Abstract:
Beauty privilege adalah perlakuan istimewa yang diterima individu karena
penampilan fisik sesuai standar kecantikan, yang menimbulkan ketimpangan
sosial di berbagai aspek kehidupan, seperti pekerjaan, pendidikan, dan media.
Individu yang menarik sering diasosiasikan dengan sifat positif dan
memperoleh lebih banyak peluang, sementara yang tidak dianggap menarik
cenderung didiskriminasi. Dalam Islam, penilaian terhadap manusia
didasarkan pada ketakwaan dan akhlak, bukan penampilan lahiriah. Penelitian
ini merujuk pada Tafsir Al-Miṣbāḥ dengan pendekatan adabī al-ijtimā’ī untuk
mengkaji respons Al-Qur’an terhadap fenomena beauty privilege secara
relevan, kontekstual, dan aplikatif.
Penelitian ini menggunakan metode kualitatif kepustakaan dengan
pendekatan tafsir tematik (mauḍu’ī) untuk menganalisis respons Al-Qur’an
terhadap beauty privilege. Data primer berasal dari Tafsīr Al-Miṣbāḥ karya M.

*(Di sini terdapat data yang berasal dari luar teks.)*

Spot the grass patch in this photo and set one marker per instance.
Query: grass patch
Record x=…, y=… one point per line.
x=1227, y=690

Quraish Shihab, didukung literatur sekunder seperti buku dan jurnal yang
relevan dengan tema riset. Data dikumpulkan melalui studi dokumentatif dan
dianalisis secara deskriptif-analitik dengan mengkaji ayat-ayat terkait secara
tematik untuk memahami pandangan Al-Qur’an tentang ketimpangan sosial
berbasis penampilan fisik.
QS. Al-Tīn [95]:4 menegaskan penciptaan manusia tidak hanya dalam
kesempurnaan fisik, tetapi juga akal dan potensi ruhani yang mulia. QS. AlMujādalah [58]:11 menyatakan derajat ditinggikan bagi yang beriman dan
berilmu. QS. Al-Ḥujurāt [49]:13 menegaskan ketakwaan sebagai ukuran
utama kemuliaan, bukan ras atau keturunan. Menurut Quraish Shihab, hal ini
menunjukkan bahwa kemuliaan manusia dalam Al-Qur’an mencakup aspek
batiniah yang lebih penting daripada aspek lahiriah. Oleh karena itu, beauty
privilege dianggap menyempitkan makna kemanusiaan dan bertolak belakang
dengan ajaran Islam yang mengedepankan kesetaraan, keadilan sosial, dan
penilaian berdasarkan karakter serta perilaku, bukan aspek fisik semata.